GAMA Convenes Its First Fuel Cell Group Meeting

June 2, 2002
CARLSBAD, CA — Many of the product section meetings at the Gas Appliance Manufacturers Association’s (GAMA’s) 67th annual meeting here were business as usual — continuations of existing projects, and discussions of federal vs. local regulatory changes. But two product meetings had a different bent. They represented beginnings and possibly endings.

The first actual meeting of the Fuel Cell Group took place here in Carlsbad. And what may have been the last meeting of the Carbon Monoxide Detector Group took place there, too.

FIRST FUEL CELL MEETING

Attendance was small for this first meeting — the chairman and vice chairman, representing Burnham and Rheem, were there — but that was enough for a quorum.

The GAMA board-approved group was formed, according to its founders, to try to get a handle on some of the “splintered” fuel cell production and use in the industry. It could also position the association well for the future.

The Fuel Cell Group is overseen by the Power Generator Group, which also would oversee a Microturbine Group, if one is formed.

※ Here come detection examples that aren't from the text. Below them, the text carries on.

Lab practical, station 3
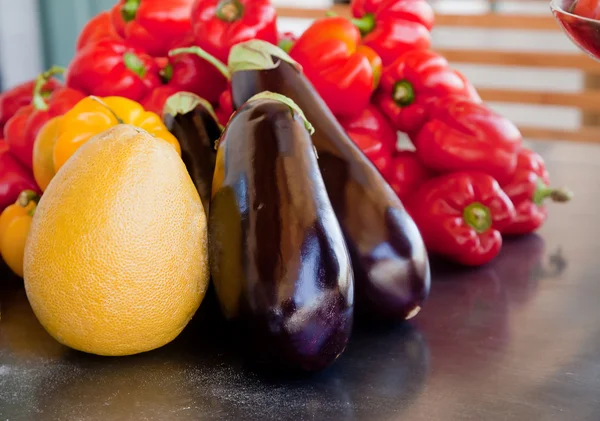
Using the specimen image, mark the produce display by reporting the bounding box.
[0,0,572,371]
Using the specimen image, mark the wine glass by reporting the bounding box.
[550,0,600,61]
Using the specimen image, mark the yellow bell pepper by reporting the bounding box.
[33,116,63,191]
[0,190,40,278]
[53,96,181,172]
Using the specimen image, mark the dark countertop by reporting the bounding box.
[0,143,600,421]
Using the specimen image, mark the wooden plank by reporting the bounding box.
[435,48,600,74]
[519,126,600,143]
[435,13,561,31]
[277,4,560,31]
[477,88,600,111]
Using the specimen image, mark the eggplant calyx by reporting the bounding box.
[248,91,315,135]
[169,45,231,80]
[163,92,223,131]
[228,39,302,74]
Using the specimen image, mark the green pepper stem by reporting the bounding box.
[159,63,173,83]
[169,46,231,80]
[215,0,244,22]
[463,202,492,234]
[90,95,125,124]
[351,13,375,37]
[17,190,40,208]
[277,39,294,54]
[532,178,573,205]
[121,0,141,22]
[123,53,147,79]
[392,80,415,107]
[32,66,66,111]
[248,91,315,135]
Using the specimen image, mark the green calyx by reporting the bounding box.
[228,39,302,74]
[248,91,315,135]
[392,80,415,107]
[158,63,173,83]
[463,202,492,234]
[532,178,573,206]
[123,53,146,79]
[351,13,375,37]
[215,0,244,22]
[169,46,231,80]
[163,92,223,131]
[121,0,142,22]
[32,66,66,111]
[17,190,40,217]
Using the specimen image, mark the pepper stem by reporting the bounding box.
[123,53,146,79]
[17,190,40,216]
[90,95,125,124]
[158,63,173,83]
[33,66,66,111]
[532,178,573,206]
[215,0,244,22]
[351,13,375,37]
[121,0,141,22]
[248,91,315,135]
[169,46,231,80]
[463,202,492,234]
[392,80,415,107]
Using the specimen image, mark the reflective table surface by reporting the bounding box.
[0,142,600,421]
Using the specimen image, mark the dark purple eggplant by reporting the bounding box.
[163,92,223,214]
[229,40,431,320]
[208,93,354,371]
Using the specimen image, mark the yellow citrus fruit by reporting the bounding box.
[24,125,209,355]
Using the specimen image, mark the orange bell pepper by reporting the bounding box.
[0,190,40,278]
[33,116,62,191]
[53,96,181,171]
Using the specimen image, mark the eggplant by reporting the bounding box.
[208,93,354,371]
[229,40,431,321]
[163,92,223,214]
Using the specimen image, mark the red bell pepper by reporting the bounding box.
[290,17,381,118]
[163,42,231,105]
[352,0,435,65]
[0,146,41,212]
[502,148,572,235]
[75,12,121,51]
[374,50,481,133]
[0,78,62,131]
[406,171,515,266]
[66,39,161,101]
[413,97,522,184]
[111,0,194,57]
[191,0,278,63]
[386,151,434,201]
[4,67,85,168]
[340,105,398,177]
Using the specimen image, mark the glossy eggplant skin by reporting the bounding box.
[163,92,222,214]
[232,57,431,321]
[209,99,354,371]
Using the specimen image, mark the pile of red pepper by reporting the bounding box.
[0,0,572,265]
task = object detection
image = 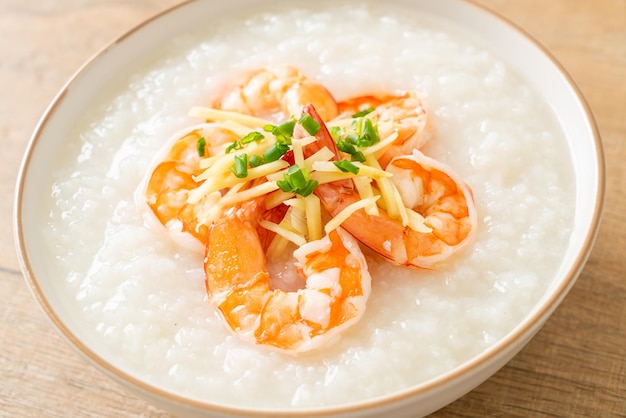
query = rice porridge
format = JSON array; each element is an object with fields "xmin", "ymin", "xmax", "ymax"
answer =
[{"xmin": 44, "ymin": 2, "xmax": 574, "ymax": 408}]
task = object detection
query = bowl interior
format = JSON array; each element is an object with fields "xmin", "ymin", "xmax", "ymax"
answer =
[{"xmin": 15, "ymin": 0, "xmax": 604, "ymax": 412}]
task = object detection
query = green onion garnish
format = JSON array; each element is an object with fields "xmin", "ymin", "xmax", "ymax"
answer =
[
  {"xmin": 225, "ymin": 141, "xmax": 243, "ymax": 154},
  {"xmin": 298, "ymin": 113, "xmax": 320, "ymax": 135},
  {"xmin": 333, "ymin": 160, "xmax": 359, "ymax": 174},
  {"xmin": 225, "ymin": 131, "xmax": 265, "ymax": 154},
  {"xmin": 337, "ymin": 140, "xmax": 357, "ymax": 155},
  {"xmin": 351, "ymin": 118, "xmax": 380, "ymax": 147},
  {"xmin": 248, "ymin": 154, "xmax": 263, "ymax": 167},
  {"xmin": 196, "ymin": 137, "xmax": 206, "ymax": 157},
  {"xmin": 276, "ymin": 164, "xmax": 318, "ymax": 197},
  {"xmin": 352, "ymin": 151, "xmax": 365, "ymax": 163},
  {"xmin": 241, "ymin": 131, "xmax": 265, "ymax": 144},
  {"xmin": 230, "ymin": 154, "xmax": 248, "ymax": 179},
  {"xmin": 352, "ymin": 107, "xmax": 374, "ymax": 118}
]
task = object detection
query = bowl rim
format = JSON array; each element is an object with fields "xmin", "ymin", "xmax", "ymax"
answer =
[{"xmin": 13, "ymin": 0, "xmax": 606, "ymax": 417}]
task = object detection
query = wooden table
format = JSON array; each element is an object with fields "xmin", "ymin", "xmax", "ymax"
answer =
[{"xmin": 0, "ymin": 0, "xmax": 626, "ymax": 417}]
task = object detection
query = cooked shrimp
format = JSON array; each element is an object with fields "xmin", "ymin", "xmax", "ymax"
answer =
[
  {"xmin": 213, "ymin": 66, "xmax": 338, "ymax": 121},
  {"xmin": 205, "ymin": 198, "xmax": 371, "ymax": 353},
  {"xmin": 307, "ymin": 104, "xmax": 477, "ymax": 269},
  {"xmin": 142, "ymin": 123, "xmax": 240, "ymax": 242},
  {"xmin": 331, "ymin": 92, "xmax": 431, "ymax": 167}
]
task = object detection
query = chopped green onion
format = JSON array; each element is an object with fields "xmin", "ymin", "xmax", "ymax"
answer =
[
  {"xmin": 298, "ymin": 113, "xmax": 320, "ymax": 135},
  {"xmin": 196, "ymin": 137, "xmax": 206, "ymax": 157},
  {"xmin": 352, "ymin": 107, "xmax": 374, "ymax": 118},
  {"xmin": 337, "ymin": 140, "xmax": 357, "ymax": 155},
  {"xmin": 230, "ymin": 154, "xmax": 248, "ymax": 179},
  {"xmin": 276, "ymin": 164, "xmax": 318, "ymax": 197},
  {"xmin": 226, "ymin": 131, "xmax": 265, "ymax": 154},
  {"xmin": 333, "ymin": 160, "xmax": 359, "ymax": 174},
  {"xmin": 350, "ymin": 118, "xmax": 380, "ymax": 147},
  {"xmin": 248, "ymin": 154, "xmax": 263, "ymax": 167},
  {"xmin": 241, "ymin": 131, "xmax": 265, "ymax": 144},
  {"xmin": 225, "ymin": 141, "xmax": 243, "ymax": 154},
  {"xmin": 352, "ymin": 151, "xmax": 365, "ymax": 163},
  {"xmin": 345, "ymin": 134, "xmax": 360, "ymax": 145}
]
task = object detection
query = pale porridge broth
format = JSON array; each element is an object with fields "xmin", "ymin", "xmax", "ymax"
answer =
[{"xmin": 45, "ymin": 3, "xmax": 574, "ymax": 408}]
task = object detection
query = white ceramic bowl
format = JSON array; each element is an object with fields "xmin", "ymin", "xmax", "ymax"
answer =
[{"xmin": 15, "ymin": 0, "xmax": 604, "ymax": 417}]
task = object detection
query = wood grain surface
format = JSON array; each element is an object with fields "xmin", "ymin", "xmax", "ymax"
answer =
[{"xmin": 0, "ymin": 0, "xmax": 626, "ymax": 417}]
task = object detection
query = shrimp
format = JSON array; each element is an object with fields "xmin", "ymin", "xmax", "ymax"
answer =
[
  {"xmin": 213, "ymin": 66, "xmax": 339, "ymax": 121},
  {"xmin": 330, "ymin": 92, "xmax": 431, "ymax": 167},
  {"xmin": 306, "ymin": 103, "xmax": 477, "ymax": 269},
  {"xmin": 141, "ymin": 123, "xmax": 240, "ymax": 242},
  {"xmin": 204, "ymin": 198, "xmax": 371, "ymax": 353}
]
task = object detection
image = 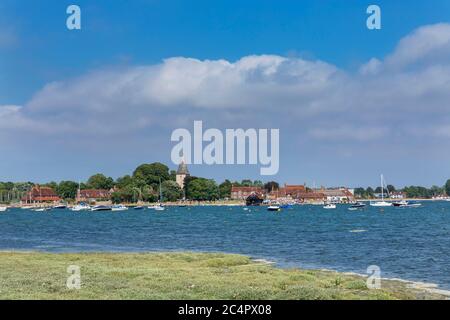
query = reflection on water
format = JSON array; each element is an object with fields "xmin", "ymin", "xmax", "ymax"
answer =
[{"xmin": 0, "ymin": 202, "xmax": 450, "ymax": 289}]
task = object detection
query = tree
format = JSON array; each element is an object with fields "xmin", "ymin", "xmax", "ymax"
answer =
[
  {"xmin": 355, "ymin": 188, "xmax": 367, "ymax": 198},
  {"xmin": 445, "ymin": 179, "xmax": 450, "ymax": 196},
  {"xmin": 133, "ymin": 162, "xmax": 170, "ymax": 187},
  {"xmin": 264, "ymin": 181, "xmax": 280, "ymax": 192},
  {"xmin": 116, "ymin": 175, "xmax": 134, "ymax": 189},
  {"xmin": 55, "ymin": 181, "xmax": 78, "ymax": 199},
  {"xmin": 387, "ymin": 184, "xmax": 395, "ymax": 192},
  {"xmin": 161, "ymin": 180, "xmax": 183, "ymax": 201},
  {"xmin": 186, "ymin": 178, "xmax": 219, "ymax": 201},
  {"xmin": 219, "ymin": 179, "xmax": 233, "ymax": 199},
  {"xmin": 87, "ymin": 173, "xmax": 114, "ymax": 189},
  {"xmin": 253, "ymin": 180, "xmax": 264, "ymax": 188},
  {"xmin": 240, "ymin": 179, "xmax": 253, "ymax": 187}
]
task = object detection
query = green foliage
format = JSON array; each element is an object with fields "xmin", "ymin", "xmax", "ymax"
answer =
[
  {"xmin": 54, "ymin": 181, "xmax": 78, "ymax": 199},
  {"xmin": 403, "ymin": 186, "xmax": 432, "ymax": 198},
  {"xmin": 87, "ymin": 173, "xmax": 114, "ymax": 189},
  {"xmin": 161, "ymin": 180, "xmax": 183, "ymax": 201},
  {"xmin": 0, "ymin": 252, "xmax": 445, "ymax": 300},
  {"xmin": 186, "ymin": 178, "xmax": 219, "ymax": 201},
  {"xmin": 133, "ymin": 162, "xmax": 171, "ymax": 188},
  {"xmin": 219, "ymin": 179, "xmax": 233, "ymax": 199},
  {"xmin": 445, "ymin": 179, "xmax": 450, "ymax": 196}
]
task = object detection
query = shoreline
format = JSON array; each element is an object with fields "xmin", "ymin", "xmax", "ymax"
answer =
[
  {"xmin": 0, "ymin": 250, "xmax": 450, "ymax": 299},
  {"xmin": 7, "ymin": 198, "xmax": 449, "ymax": 209}
]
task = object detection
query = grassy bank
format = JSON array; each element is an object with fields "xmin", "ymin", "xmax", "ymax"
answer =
[{"xmin": 0, "ymin": 252, "xmax": 444, "ymax": 299}]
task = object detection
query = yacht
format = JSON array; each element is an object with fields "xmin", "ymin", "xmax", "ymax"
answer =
[
  {"xmin": 370, "ymin": 175, "xmax": 392, "ymax": 207},
  {"xmin": 32, "ymin": 207, "xmax": 51, "ymax": 212},
  {"xmin": 111, "ymin": 204, "xmax": 128, "ymax": 211},
  {"xmin": 91, "ymin": 205, "xmax": 112, "ymax": 211},
  {"xmin": 392, "ymin": 200, "xmax": 422, "ymax": 208},
  {"xmin": 153, "ymin": 179, "xmax": 165, "ymax": 211},
  {"xmin": 70, "ymin": 203, "xmax": 91, "ymax": 211},
  {"xmin": 53, "ymin": 204, "xmax": 67, "ymax": 209},
  {"xmin": 348, "ymin": 202, "xmax": 366, "ymax": 211},
  {"xmin": 267, "ymin": 205, "xmax": 281, "ymax": 211}
]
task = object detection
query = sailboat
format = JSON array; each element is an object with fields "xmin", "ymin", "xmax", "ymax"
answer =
[
  {"xmin": 153, "ymin": 179, "xmax": 165, "ymax": 211},
  {"xmin": 370, "ymin": 175, "xmax": 392, "ymax": 207}
]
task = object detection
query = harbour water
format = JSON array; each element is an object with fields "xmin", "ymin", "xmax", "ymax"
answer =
[{"xmin": 0, "ymin": 202, "xmax": 450, "ymax": 289}]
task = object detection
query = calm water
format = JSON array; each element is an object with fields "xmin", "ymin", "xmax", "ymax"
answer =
[{"xmin": 0, "ymin": 202, "xmax": 450, "ymax": 289}]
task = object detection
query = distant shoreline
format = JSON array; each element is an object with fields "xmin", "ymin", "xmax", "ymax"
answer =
[{"xmin": 5, "ymin": 198, "xmax": 446, "ymax": 208}]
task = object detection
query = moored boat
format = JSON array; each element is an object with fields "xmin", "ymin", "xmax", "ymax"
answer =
[
  {"xmin": 91, "ymin": 205, "xmax": 112, "ymax": 211},
  {"xmin": 53, "ymin": 204, "xmax": 67, "ymax": 210},
  {"xmin": 111, "ymin": 204, "xmax": 128, "ymax": 211},
  {"xmin": 370, "ymin": 175, "xmax": 392, "ymax": 207},
  {"xmin": 370, "ymin": 201, "xmax": 392, "ymax": 207},
  {"xmin": 70, "ymin": 203, "xmax": 91, "ymax": 211},
  {"xmin": 32, "ymin": 207, "xmax": 51, "ymax": 212},
  {"xmin": 348, "ymin": 202, "xmax": 366, "ymax": 211}
]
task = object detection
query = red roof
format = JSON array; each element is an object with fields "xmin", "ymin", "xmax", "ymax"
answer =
[
  {"xmin": 231, "ymin": 186, "xmax": 264, "ymax": 192},
  {"xmin": 79, "ymin": 189, "xmax": 111, "ymax": 199}
]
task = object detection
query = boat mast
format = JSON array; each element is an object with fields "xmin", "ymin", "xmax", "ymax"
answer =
[{"xmin": 159, "ymin": 178, "xmax": 162, "ymax": 203}]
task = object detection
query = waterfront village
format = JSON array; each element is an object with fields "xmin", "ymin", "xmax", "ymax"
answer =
[{"xmin": 0, "ymin": 162, "xmax": 450, "ymax": 207}]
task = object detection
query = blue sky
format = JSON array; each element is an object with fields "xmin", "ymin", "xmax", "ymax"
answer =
[{"xmin": 0, "ymin": 0, "xmax": 450, "ymax": 186}]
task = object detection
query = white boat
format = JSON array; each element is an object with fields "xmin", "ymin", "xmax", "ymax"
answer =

Equipment represented by the Fuel Cell Group would have a maximum wattage of 250 kW, it was determined.

A technical committee will be formed in the near future; this committee will probably seek input from the Canadian Standards Association’s Fuel Cell Technical Committee.

The newly formed group also will be actively soliciting membership from existing producers of fuel cells and their components. For more information, contact GAMA at 703-525-7060 or information@gamanet.org (e-mail).

CO DETECTOR FATE

At this same Carlsbad meeting, the run of another GAMA product group may have come to a close. The Carbon Monoxide Detector Group was given notice that unless it could attract more members and meet more regularly, it should consider disbanding from the association.

The product group has not met for four years, according to GAMA. One member only was in attendance at this year’s meeting, so a quorum could not be called.

Mark Goldstein, CO Monitor Group chair and president of the Carbon Monoxide Health and Safety Association (COSHA), said that due to the association’s seeming lack of interest in these products, most members have joined other organizations aligned to their other product offerings. Many, he said, have joined the National Electrical Manufacturers Association (NEMA).

Another option for the group would be to join another product group, such as the Controls Division, which includes combination gas controls; manual gas valves; gas appliance pressure regulators; automatic gas valves; automatic gas ignition systems; flame sensors, monitors, and programmers; gas filters and sediment traps; thermostatic system components; automatic flue and vent dampers; and other controls.